Por otro lado, la posición del Estado de Israel, que defiende el bloqueo como una medida de seguridad indispensable para impedir que Hamás, la organización que gobierna la Franja y a la que considera terrorista, se rearme. Desde su óptica, estas flotillas no son misiones humanitarias, sino provocaciones políticas diseñadas para deslegitimar a Israel. Sostienen que la ayuda humanitaria puede y debe ingresar por los canales terrestres establecidos y que las intercepciones se realizan siguiendo los protocolos para evitar la escalada de violencia.
La irrupción de Greta Thunberg en este escenario ha generado una disonancia cognitiva que trasciende el conflicto mismo. Para una parte de la opinión pública, su acción es una muestra de coherencia admirable. Argumentan que la justicia climática es inseparable de la justicia social y los derechos humanos, y que usar su plataforma para visibilizar la crisis humanitaria en Gaza es una obligación moral. Para ellos, Thunberg demuestra que su compromiso no es con una causa, sino con un principio de justicia universal.
Sin embargo, para otro sector, su involucramiento es problemático. La crítica principal es que al tomar partido en un conflicto tan polarizante, diluye su capital político como líder de un movimiento climático que requiere consensos globales. La acusan de simplificar una realidad geopolítica compleja y de alienar a potenciales aliados de la causa ambiental que no comparten su postura sobre el conflicto palestino-israelí.

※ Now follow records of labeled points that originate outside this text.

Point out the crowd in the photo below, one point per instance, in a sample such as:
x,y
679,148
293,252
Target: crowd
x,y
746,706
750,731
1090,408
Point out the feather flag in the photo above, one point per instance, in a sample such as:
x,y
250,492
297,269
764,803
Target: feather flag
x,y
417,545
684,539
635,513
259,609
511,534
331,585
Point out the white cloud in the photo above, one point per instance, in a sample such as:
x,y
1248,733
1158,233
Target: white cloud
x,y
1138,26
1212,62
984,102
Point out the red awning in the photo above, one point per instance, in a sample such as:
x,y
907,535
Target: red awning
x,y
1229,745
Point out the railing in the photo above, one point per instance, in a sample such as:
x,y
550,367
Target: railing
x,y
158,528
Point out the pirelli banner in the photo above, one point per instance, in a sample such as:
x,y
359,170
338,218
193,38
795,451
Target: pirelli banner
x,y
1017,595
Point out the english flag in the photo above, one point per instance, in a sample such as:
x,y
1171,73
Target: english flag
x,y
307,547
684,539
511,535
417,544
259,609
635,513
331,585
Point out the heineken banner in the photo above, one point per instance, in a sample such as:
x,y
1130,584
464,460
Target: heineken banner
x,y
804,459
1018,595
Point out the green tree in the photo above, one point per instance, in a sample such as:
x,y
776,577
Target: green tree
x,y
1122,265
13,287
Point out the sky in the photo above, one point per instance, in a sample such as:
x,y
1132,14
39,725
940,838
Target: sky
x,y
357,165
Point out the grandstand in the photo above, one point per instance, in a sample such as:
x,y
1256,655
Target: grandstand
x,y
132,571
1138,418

La pregunta que resuena es si su marca, antes unificadora en torno a la ciencia, ahora se ha vuelto irremediablemente divisiva.
Este no es el primer intento de romper el bloqueo por mar. La memoria del incidente del Mavi Marmara en 2010, que terminó con la muerte de diez activistas, sirve como un sombrío antecedente del potencial de escalada. La diferencia, ahora, es la presencia de una de las figuras más reconocibles del siglo XXI.
El tema, por tanto, está lejos de cerrarse. Ha evolucionado de una noticia sobre una intercepción a un debate profundo sobre la naturaleza del activismo contemporáneo. La flotilla anunciada para fines de agosto no solo pondrá a prueba la determinación de los activistas y la respuesta de Israel; también será un referéndum sobre la nueva identidad pública de Greta Thunberg. La pregunta ya no es si una activista climática puede hablar de Gaza, sino cuáles son las consecuencias, costos y la verdadera efectividad de hacerlo.